Una delle obiezioni che si fanno solitamente nei confronti dei capi "etici" è che costano molto. A prescindere da quelle che sappiamo essere le ragioni del prezzo di vendita, cosa può essere fatto secondo te perché la moda etica possa diventare più sostenibile anche da un punto di vista economico? Auspicando che un giorno l'acquisto di capi etici diventi la norma e non l'eccezione, in vista di un cambiamento sempre più urgente e necessario nel nostro stile di vita...

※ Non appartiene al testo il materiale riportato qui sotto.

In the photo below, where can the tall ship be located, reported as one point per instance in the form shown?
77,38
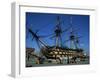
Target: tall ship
59,53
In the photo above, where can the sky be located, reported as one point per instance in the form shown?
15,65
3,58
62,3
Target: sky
45,24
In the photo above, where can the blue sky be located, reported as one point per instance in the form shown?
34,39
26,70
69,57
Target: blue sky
46,22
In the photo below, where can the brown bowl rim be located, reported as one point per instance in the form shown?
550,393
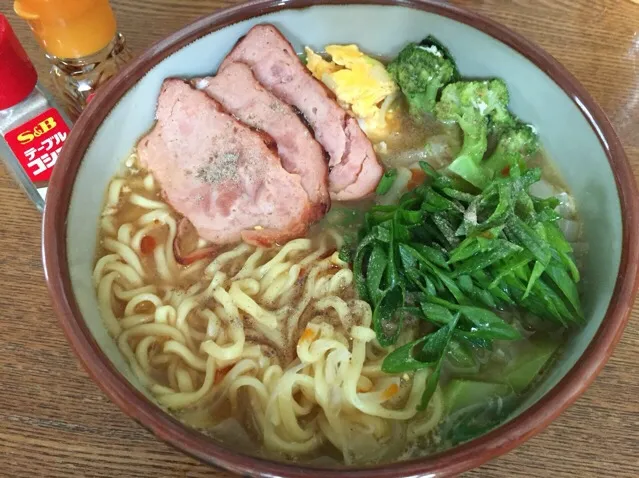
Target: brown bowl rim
451,462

«Quando un capo di abbigliamento costa poco c'è sempre qualcun altro che paga per noi. Dietro c'è sicuramente abuso dei lavoratori, e anche dell'ambiente. Sicuramente un passo avanti importante per aiutare soprattutto piccole realtà come la mia, che faticano ad andare avanti, potrebbe essere fatto col pre-ordine: ordinare prima che venga prodotto un capo. Così le persone possono lavorare tranquillamente, hanno già tutto programmato, non devono lottare ogni giorno per l'esistenza. Ti faccio un esempio: se tu mi dici “vorrei un poncho di questo colore, me lo puoi fare?”, io potrei applicarti anche il 30% di sconto».

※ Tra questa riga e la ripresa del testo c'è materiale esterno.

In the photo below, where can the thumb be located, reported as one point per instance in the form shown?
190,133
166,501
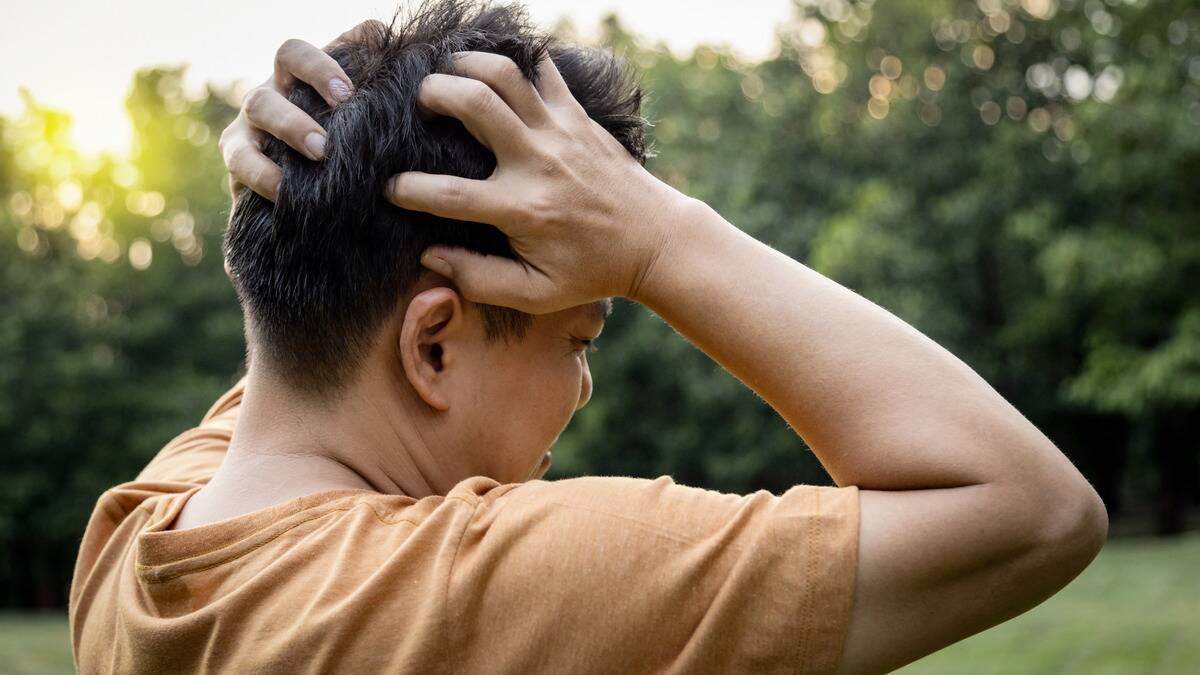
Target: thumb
491,280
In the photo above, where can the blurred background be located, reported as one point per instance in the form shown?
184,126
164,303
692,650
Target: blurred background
1015,178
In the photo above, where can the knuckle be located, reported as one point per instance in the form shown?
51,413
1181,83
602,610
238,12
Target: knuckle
255,101
451,195
289,46
479,95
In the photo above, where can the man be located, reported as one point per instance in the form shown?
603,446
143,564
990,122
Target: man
369,497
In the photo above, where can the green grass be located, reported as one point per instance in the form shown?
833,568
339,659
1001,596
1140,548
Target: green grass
1134,610
35,643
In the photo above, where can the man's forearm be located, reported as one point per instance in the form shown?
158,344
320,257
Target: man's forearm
881,405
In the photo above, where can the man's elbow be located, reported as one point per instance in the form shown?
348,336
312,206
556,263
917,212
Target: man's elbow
1075,529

Il coronavirus ha cambiato totalmente la tua vita lavorativa... In che modo?

«Ho dovuto lasciare il mio atelier e mi sono ritirata in un posto isolato, pieno di luce e uccelli, dove creo e spedisco le mie creazioni acquistabili sul mio sito web Bettinabuttgen.com. Lo shop al Castello Aragonese d'Ischia, per adesso, è l'unico luogo dove si possono vedere e toccare da vicino, ma spero presto di poter ampliare la mia rete di distribuzione».

Cosa ci hai perso e cosa ci hai guadagnato?

«Ho perso il contatto fisico con i clienti, quello a cui ero abituata da quasi 30 anni. Parlare, confrontarsi, provare. Adesso è diventato quasi tutto virtuale per me. E non posso più permettermi di dare lavoro ad altri. Prima collaboravo con donne dell'isola che mi aiutavano: chi faceva l'orlo a mano, chi l'uncinetto... Cercavo di far lavorare le persone, inventavo cose solo per questo. Certo, ho guadagnato più tempo per me, posso godere quest'isola che non avevo più il tempo di godere. Godere degli amici. Non seguendo più ritmi pressanti posso essere anche più creativa».

In futuro...

«... sarebbe bellissimo trovare qualcuno a cui passare il mio sapere per portarlo avanti, ho davvero tanto da dare».